Love goes beyond the grave. I have seen enough to be convinced that love does not end but awaits fulfillment in that mysterious realm beyond the pale of this pleasant place which faith calls heaven.
When we die, we cannot take the things of this world with us. But I believe we can take love relationships with us. Where in this life wealth is usually measured in terms of money and material possessions, where we are going, wealth is measured by love relationships.
I have been blessed by numerous testimonies and have personally experienced communication between the living and the dearly departed. Mostly through dreams, contacts have been made between parents and children, husbands and wives, brothers and sisters, members of extended families and friends. Life and death are more connected than we imagine.
I have space for only a single example.

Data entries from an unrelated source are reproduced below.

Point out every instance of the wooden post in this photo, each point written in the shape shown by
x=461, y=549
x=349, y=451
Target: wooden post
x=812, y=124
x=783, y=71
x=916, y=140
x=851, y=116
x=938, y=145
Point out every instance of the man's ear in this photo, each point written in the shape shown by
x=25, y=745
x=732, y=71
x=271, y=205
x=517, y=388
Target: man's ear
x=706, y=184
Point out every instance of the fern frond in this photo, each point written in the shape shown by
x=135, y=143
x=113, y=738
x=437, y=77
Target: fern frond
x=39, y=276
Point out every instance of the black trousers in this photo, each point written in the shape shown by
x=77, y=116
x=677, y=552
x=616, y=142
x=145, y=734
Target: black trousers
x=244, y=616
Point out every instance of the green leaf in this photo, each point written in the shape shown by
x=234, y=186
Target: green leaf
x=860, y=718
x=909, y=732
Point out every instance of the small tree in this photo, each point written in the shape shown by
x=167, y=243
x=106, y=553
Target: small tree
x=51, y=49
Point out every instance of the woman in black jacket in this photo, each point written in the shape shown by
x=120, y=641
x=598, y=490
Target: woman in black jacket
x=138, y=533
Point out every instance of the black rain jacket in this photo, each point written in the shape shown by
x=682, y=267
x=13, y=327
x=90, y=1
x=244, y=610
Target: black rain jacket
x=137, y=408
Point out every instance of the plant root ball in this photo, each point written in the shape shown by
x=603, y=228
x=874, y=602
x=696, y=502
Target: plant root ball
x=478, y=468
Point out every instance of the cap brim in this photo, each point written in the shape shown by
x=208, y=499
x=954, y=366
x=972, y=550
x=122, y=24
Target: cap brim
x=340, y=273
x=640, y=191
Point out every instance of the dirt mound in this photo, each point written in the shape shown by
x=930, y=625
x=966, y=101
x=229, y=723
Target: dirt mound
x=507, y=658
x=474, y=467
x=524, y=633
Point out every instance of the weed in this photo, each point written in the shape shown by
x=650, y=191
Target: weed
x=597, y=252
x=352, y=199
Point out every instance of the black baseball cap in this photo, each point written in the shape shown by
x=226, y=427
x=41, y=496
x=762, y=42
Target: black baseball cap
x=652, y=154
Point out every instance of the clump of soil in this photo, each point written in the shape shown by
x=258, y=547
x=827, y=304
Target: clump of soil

I’ll let it be the poignant story of Elizabeth. The year was 1975. She was a Britisher in her seventies, a frail woman of rare intellect, dignity and grace. She resided at the Swedish Retirement Home in Evanston, Illinois, where I served as a part-time social worker, while working on a doctoral program at Northwestern University. Elizabeth’s husband had been a British fighter pilot during World War II. He was shot down in a pitched battle in 1941. She had never remarried, nor as it turned out, had she ever let go of her beloved Jack.
One day when I got to work, I was told to go posthaste to Elizabeth. She had been found wandering in the hallways during the night, agitated and disoriented. Though under mild sedation, she was still awake and alert. I asked her what happened. Elizabeth described a powerful dream, which she reiterated time and again was “not a dream.”
We had the following haunting exchange:
“I was wandering out of doors. It was very dark, and I went from house to house, taping gently on each front door. Nobody answered. I felt all alone. Then I was standing in the middle of the road. I couldn’t see anything. I whispered, ‘Are you there?’ A man answered, ‘Yes, I am here with you.’ On hearing his voice, I awoke, and found myself in the hallway outside my room.”
“Why did you tap so gently and only whisper, Elizabeth?”
“Because I didn’t want just anybody to hear me.”
“But only that one man?” I inquired.
“Yes,” she replied, as if clearly aware of the intent of her search.
“Did you know who that man was?”
“Oh, yes.”
“Was it your husband?”
“Yes, it was Jack. I knew his voice immediately. He had come for me.”
Shortly after that conversation, Elizabeth lapsed into a peaceful coma. She died two days later.
I believe hers was not a dream; it was a genuine communication with her long lost husband. I believe Jack had come back, so they could begin again in a new way, in a new and better place, what had been tragically terminated in their youth. I believe the best is yet to be, beyond our vision, and just as matter is not created or destroyed, neither is love.